Former U.S. President Donald Trump has reignited global trade tensions with his recent decision to impose new tariffs on countries that do not maintain favorable trade agreements with the United States. The move, part of his revived “America First” strategy, includes a 10% baseline import tariff on all goods, with higher tariffs targeting specific countries such as India, Brazil, and China. The policy, dubbed the “Liberation Day Tariffs”, officially began implementation in April 2025 and is set to expand starting August 1, 2025.

One of the most controversial aspects of Trump’s tariff plan is the 25% tariff on Indian exports, which he claims is necessary due to India’s growing trade relationship with Russia and its alleged "unfair subsidies" in key sectors like pharmaceuticals and steel. The Indian government has strongly criticized the move, warning it may impact drug exports to the U.S., potentially leading to shortages and rising healthcare costs in America.

Meanwhile, Mexico, a major trading partner under the USMCA (United States-Mexico-Canada Agreement), has been granted a 90-day extension before harsher tariffs take effect.
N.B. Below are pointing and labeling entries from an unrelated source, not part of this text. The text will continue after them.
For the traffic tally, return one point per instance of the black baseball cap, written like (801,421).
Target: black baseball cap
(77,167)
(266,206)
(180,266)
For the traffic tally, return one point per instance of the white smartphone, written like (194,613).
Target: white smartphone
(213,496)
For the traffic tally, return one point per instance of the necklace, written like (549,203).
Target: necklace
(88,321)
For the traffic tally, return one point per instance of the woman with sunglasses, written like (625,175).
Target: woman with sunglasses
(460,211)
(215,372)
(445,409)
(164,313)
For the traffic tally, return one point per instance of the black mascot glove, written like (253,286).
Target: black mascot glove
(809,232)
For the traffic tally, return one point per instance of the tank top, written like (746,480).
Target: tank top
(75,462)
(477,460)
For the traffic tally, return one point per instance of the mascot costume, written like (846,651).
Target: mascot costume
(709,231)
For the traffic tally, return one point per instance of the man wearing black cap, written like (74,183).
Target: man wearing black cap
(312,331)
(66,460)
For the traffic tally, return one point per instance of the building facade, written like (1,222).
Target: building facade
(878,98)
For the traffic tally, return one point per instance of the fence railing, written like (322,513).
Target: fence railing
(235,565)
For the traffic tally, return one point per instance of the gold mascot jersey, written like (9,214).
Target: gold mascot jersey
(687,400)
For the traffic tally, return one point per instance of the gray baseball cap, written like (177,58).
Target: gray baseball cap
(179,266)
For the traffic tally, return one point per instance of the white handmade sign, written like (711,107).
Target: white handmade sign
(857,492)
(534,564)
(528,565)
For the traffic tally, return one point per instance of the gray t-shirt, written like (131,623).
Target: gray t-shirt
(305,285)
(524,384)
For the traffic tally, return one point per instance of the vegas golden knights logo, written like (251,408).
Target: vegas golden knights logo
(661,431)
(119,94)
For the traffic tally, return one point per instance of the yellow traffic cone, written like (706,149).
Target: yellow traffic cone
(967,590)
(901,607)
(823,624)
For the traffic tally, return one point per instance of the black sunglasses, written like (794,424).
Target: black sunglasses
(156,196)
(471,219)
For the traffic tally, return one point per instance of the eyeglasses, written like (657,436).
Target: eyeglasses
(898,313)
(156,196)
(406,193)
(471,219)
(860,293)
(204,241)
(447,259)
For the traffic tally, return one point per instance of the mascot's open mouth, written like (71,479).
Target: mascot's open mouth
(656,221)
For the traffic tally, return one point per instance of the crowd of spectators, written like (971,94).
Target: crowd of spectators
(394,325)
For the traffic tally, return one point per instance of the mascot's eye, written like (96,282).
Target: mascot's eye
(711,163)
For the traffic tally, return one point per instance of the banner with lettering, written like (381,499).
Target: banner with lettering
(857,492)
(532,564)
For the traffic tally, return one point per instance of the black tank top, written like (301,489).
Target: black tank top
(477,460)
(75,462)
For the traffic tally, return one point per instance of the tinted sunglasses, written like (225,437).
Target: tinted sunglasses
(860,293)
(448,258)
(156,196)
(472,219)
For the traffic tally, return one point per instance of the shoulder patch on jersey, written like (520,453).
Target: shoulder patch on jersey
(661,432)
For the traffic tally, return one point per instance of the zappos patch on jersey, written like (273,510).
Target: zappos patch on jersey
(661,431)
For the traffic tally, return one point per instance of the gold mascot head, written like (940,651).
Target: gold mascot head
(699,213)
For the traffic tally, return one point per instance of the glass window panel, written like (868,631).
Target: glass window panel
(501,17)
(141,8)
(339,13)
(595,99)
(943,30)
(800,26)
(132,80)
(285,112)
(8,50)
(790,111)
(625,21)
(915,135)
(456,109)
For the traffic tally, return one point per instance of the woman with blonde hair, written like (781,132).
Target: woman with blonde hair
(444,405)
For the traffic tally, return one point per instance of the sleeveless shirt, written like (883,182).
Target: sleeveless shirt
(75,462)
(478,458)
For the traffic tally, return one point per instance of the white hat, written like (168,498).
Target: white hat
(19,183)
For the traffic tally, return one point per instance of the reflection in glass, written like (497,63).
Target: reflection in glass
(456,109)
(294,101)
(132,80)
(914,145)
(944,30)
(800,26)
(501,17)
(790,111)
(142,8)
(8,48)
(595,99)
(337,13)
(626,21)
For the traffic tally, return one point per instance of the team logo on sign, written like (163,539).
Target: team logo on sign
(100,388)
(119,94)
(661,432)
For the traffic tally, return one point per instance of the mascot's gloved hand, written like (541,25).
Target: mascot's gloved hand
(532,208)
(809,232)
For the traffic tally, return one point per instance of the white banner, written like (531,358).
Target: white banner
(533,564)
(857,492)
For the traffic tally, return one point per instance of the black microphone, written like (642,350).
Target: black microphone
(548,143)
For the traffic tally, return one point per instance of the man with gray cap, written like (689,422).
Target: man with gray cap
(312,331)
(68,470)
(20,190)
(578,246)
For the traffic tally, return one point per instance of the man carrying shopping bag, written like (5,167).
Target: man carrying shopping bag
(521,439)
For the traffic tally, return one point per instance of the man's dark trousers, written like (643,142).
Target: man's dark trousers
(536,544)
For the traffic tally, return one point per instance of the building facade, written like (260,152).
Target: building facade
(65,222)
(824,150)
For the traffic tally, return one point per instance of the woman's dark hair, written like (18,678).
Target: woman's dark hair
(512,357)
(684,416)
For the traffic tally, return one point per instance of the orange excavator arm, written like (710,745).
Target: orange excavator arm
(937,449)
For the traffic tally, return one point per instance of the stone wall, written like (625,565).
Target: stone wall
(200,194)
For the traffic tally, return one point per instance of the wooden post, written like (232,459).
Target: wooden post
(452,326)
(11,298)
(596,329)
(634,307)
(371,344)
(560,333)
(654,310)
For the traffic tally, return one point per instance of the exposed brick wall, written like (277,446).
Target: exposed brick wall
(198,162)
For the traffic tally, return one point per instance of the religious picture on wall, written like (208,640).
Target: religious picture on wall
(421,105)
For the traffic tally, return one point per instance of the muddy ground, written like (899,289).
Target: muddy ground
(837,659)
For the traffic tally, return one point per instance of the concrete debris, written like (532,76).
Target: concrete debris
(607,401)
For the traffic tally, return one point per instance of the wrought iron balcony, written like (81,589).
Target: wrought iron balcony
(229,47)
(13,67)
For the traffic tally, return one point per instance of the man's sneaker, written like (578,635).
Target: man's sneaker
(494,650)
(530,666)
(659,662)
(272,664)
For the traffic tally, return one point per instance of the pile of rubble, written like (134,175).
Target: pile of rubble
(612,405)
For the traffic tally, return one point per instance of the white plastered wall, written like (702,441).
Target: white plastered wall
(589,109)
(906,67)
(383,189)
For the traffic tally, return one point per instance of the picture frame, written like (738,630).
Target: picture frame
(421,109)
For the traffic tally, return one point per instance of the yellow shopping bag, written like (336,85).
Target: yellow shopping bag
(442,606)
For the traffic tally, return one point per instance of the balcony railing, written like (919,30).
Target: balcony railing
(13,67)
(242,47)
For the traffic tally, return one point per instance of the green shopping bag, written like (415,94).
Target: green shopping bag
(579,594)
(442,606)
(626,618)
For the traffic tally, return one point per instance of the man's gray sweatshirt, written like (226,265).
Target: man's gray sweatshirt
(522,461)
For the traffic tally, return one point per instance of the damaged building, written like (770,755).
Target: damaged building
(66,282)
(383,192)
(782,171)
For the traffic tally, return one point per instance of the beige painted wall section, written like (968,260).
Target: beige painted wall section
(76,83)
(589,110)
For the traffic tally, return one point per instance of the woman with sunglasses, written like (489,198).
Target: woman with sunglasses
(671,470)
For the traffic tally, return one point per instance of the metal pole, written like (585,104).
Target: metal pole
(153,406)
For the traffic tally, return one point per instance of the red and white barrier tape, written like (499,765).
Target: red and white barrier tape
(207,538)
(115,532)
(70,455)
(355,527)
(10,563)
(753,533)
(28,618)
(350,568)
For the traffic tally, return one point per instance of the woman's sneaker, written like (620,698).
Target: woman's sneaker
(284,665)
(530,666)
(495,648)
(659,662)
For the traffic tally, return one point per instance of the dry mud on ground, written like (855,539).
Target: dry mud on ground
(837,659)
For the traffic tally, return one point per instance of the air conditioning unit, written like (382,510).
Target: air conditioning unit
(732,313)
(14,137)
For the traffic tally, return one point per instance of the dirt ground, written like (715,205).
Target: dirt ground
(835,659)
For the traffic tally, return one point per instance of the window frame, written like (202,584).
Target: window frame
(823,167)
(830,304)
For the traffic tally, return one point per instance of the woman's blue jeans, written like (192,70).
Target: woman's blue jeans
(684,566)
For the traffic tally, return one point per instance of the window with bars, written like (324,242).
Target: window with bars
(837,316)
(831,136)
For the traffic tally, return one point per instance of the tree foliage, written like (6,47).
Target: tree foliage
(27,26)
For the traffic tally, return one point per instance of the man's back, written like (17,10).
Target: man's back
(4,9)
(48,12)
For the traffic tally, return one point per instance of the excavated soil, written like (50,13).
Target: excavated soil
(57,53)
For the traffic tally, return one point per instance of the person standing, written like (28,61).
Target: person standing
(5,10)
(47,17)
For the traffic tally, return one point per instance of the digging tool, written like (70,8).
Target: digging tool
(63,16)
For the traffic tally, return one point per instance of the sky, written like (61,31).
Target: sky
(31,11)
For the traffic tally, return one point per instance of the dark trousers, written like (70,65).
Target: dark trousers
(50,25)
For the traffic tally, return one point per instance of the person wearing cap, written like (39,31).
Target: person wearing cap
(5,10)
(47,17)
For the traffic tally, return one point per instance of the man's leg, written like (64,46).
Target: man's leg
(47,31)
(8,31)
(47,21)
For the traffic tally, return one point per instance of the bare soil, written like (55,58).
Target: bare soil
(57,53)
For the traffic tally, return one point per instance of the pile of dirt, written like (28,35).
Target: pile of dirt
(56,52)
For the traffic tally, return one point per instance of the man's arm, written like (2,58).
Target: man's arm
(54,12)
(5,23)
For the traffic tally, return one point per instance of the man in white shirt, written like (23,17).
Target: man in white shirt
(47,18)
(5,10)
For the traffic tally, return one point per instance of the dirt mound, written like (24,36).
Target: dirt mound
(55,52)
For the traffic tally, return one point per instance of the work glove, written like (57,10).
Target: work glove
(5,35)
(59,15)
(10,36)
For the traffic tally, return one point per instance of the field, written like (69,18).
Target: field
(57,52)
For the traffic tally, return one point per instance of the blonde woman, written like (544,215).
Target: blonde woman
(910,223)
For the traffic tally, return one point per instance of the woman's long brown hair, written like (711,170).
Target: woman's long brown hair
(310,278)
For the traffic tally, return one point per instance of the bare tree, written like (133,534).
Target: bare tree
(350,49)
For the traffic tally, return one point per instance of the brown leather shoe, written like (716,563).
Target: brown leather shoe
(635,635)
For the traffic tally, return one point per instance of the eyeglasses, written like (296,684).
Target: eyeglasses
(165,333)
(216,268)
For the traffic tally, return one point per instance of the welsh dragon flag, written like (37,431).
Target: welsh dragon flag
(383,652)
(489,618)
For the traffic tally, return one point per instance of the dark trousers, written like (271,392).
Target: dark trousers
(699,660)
During this window, Mexico is expected to negotiate terms with the U.S. or face increased tariffs on vehicles and metals. Trump’s team claims the decision was meant to give Mexico a "fair chance" to resolve trade imbalances.

Brazil, on the other hand, faces a harsh 50% tariff on several of its key exports, excluding only a few items like orange juice and Brazil nuts. The Brazilian government called the measure "economically aggressive" and stated it would explore retaliatory tariffs on American goods.

South Korea was able to avoid steep tariffs by reaching a last-minute trade agreement with the United States, agreeing to invest heavily in American manufacturing and defense contracts. This deal has reduced their proposed tariffs to 15%, showcasing Trump’s willingness to use tariffs as a bargaining tool rather than a blanket measure.

The broader impact of these tariffs is already being felt in global markets. Stock indices in Asia and Europe experienced a noticeable dip in April and again in July, as uncertainty looms over supply chains and inflation. The 2025 stock market crash in April was largely attributed to investor fears surrounding the Liberation Day tariff announcement.

Adding further complexity, the legality of Trump’s tariff regime is under question. A federal trade court in May 2025 ruled that the tariffs exceed presidential authority under the International Emergency Economic Powers Act (IEEPA). However, enforcement has not yet been halted, as the ruling is under appeal and could ultimately reach the U.S. Supreme Court.

As of now, more than 40 countries are affected by the new tariff structure, and many are scrambling to either negotiate with the U.S. or find alternative markets. Analysts warn that these tariffs could lead to a wave of protectionism worldwide, reversing decades of globalization.

Trump’s policy, while popular among his political base, is being criticized by economists and world leaders as a “trade war by another name.” Whether these tariffs lead to stronger U.S. economic positioning or trigger a deeper global recession remains to be seen in the coming months.